Former NSA Boss Calls Snowden's Supporters Internet Shut-ins; Equates Transparency Activists With Al-Qaeda

by Tim Cushing
Aug. 07, 2013

Some of the most ardent defenders of our nation's Skynet surveillance programs and other forms of cyber-overreach have one thing in common: they continue to belittle their opponents as a loose confederation of basement-dwelling loners who exist solely on The Internet. I'm sure this form of disparagement plays well with like-minded people who take comfort in belittling things they don't understand (anyone more than 5 years younger than them; The Internet; bitcoin exchange rates; bronies*).

[*TBH, I don't really understand the last two either. But I have yet to attack them purely out of naivete.]

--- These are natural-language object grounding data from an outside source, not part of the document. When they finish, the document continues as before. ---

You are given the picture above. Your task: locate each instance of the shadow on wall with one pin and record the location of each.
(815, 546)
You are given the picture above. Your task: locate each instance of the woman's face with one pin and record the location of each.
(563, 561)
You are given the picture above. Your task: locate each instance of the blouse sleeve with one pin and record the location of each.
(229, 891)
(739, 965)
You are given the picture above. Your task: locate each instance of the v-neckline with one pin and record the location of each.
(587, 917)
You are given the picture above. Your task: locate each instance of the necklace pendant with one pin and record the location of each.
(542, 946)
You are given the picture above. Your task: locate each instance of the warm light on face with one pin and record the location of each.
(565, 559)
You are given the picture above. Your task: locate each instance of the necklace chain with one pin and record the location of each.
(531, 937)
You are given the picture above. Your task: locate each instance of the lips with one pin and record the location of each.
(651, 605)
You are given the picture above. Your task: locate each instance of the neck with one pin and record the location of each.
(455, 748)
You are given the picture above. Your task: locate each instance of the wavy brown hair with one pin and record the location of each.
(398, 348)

Mike Rogers, best friend to intelligence agencies everywhere, has done this on more than one occasion. The first one he fired off during his impassioned defense of the indefensible CISPA bill, in which he referred to opponents of the bill (including the ACLU and EFF) as "14-year-olds in their basement clicking around on the internet."

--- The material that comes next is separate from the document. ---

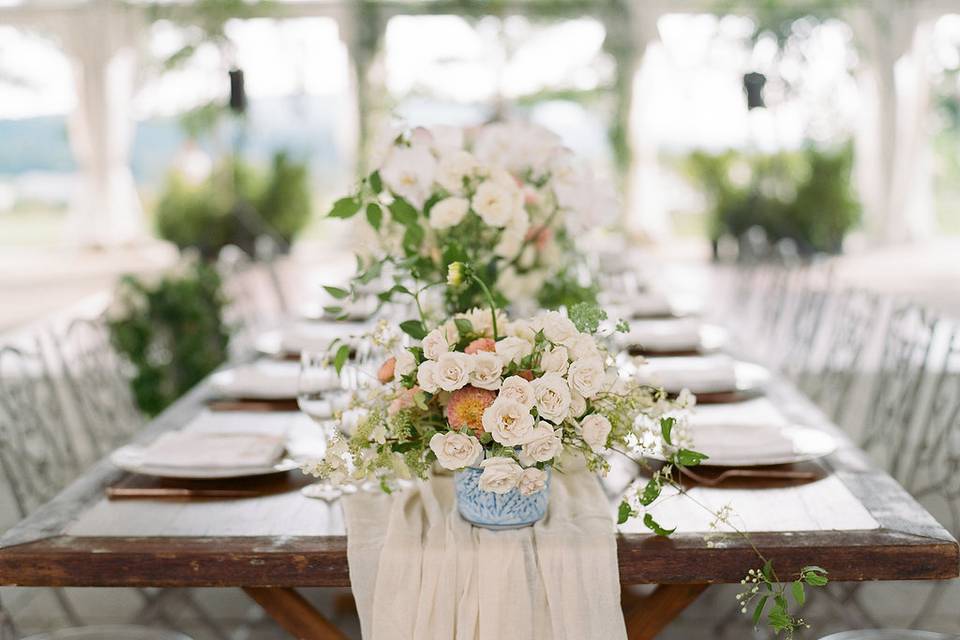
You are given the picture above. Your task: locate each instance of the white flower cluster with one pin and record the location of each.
(529, 411)
(518, 178)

In his recent impassioned defense of not cutting off funding to some of the NSA's surveillance efforts, Rogers returned to his favorite target.
Are we so small that we can only look at our Facebook likes today in this Chamber? Or are we going to stand up and find out how many lives we can save?
Now, it's former NSA director Michael Hayden's turn to call opposition to NSA spying nothing more than bunch of internet malcontents. In his speech to the Bipartisan Policy Center, Hayden speculated that apprehending Ed Snowden could result in retaliatory attacks from "hackers and transparency groups."
"If and when our government grabs Edward Snowden, and brings him back here to the United States for trial, what does this group do?" said retired air force general Michael Hayden, who from 1999 to 2009 ran the NSA and then the CIA, referring to "nihilists, anarchists, activists, Lulzsec, Anonymous, twentysomethings who haven't talked to the opposite sex in five or six years".
Setting aside the point that transparency groups like the ACLU and EFF aren't comprised of malicious hackers, the insinuation that the opposition is largely comprised of sexless young adults is nothing short of insulting. It's this sort of attitude fosters the "us vs. them" antagonism so prevalent in these agencies dealings with the public. The NSA (along with the FBI, DEA and CIA) continually declares the law is on its side and portrays its opponents as ridiculous dreamers who believe safety doesn't come with a price.

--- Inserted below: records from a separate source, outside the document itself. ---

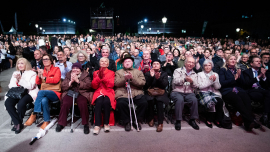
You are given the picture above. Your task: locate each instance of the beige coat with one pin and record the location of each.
(204, 84)
(179, 84)
(28, 81)
(137, 83)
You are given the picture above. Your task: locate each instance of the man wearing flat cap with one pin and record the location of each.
(137, 82)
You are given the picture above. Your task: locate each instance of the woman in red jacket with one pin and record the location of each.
(103, 82)
(50, 75)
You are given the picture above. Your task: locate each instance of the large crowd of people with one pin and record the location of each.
(206, 73)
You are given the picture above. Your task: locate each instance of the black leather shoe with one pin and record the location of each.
(59, 128)
(86, 129)
(128, 127)
(19, 128)
(208, 125)
(177, 125)
(256, 125)
(218, 124)
(14, 128)
(264, 120)
(193, 124)
(135, 126)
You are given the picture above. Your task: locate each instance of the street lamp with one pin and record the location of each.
(141, 28)
(164, 20)
(36, 25)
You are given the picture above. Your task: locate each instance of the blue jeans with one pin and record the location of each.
(42, 102)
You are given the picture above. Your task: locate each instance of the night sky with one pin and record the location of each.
(130, 12)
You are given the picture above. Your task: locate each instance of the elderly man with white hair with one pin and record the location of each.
(145, 64)
(184, 82)
(137, 81)
(137, 58)
(105, 52)
(209, 96)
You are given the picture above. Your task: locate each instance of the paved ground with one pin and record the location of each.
(148, 139)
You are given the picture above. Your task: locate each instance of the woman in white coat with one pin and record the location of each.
(24, 77)
(208, 94)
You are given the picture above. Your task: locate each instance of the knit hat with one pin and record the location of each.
(78, 65)
(155, 60)
(127, 56)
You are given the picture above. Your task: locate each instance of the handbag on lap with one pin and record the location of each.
(155, 92)
(17, 92)
(49, 86)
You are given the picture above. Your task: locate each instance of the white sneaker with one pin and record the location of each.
(96, 130)
(107, 128)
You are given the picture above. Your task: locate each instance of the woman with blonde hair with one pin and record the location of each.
(74, 52)
(83, 59)
(231, 90)
(26, 78)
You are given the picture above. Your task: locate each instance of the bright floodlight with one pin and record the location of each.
(164, 20)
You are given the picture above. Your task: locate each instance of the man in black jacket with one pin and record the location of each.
(105, 53)
(257, 88)
(54, 41)
(37, 62)
(220, 63)
(154, 52)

By characterizing the opposition as social misfits, the NSA's supporters hope to sway public opinion back to its side. After all, who would Joe Public find better company: anarchist twenty-somethings, most of them desperately single, or the intelligence community, which may occasionally, inadvertently overstep its bounds in its tireless quest to keep America safe?

Opposition properly belittled, Hayden went on to practically dare hackers to attack military sites -- and to equate their activities with terrorism.
"They may want to come after the US government, but frankly, you know, the dot-mil stuff is about the hardest target in the United States," Hayden said, using a shorthand for US military networks. "So if they can't create great harm to dot-mil, who are they going after? Who for them are the World Trade Centers? The World Trade Centers, as they were for al-Qaida..."
Hayden said that the loose coalition of hacker groups and activists were "less capable" of inflicting actual harm on either US networks or physical infrastructure, but they grow technologically more sophisticated. Echoing years of rhetoric that has described terrorists, Hayden added that their "demands may be unsatisfiable".
At this point, Hayden goes beyond insulting and into possibly dangerous territory by directly comparing "transparency groups" and "hackers" to al-Qaida terrorists. The best thing about this speech is knowing Hayden is still only a "former" head of the NSA. No doubt his words carry weight, but they're less likely to have a direct impact.

Reading Hayden's statements makes you wonder if those currently in the positions he formerly held also believe "transparency groups" and "activists" are "terrorists." Hayden attempted to portray his discussion of possible cyber-attacks as "purely speculative" but by couching it in "activists=terrorists" rhetoric, he simply exposed how intelligence agencies view those who actively oppose their tactics.

The War on Terror is ridiculous enough without the specious addition of opponents of domestic surveillance and supporters of Snowden's whistleblowing to the "enemies" list. Hayden's mindset indicates there's an underlying tension that encourages intelligence agencies to view millions of Americans as latent threats simply waiting for something to trigger their "terrorist" actions.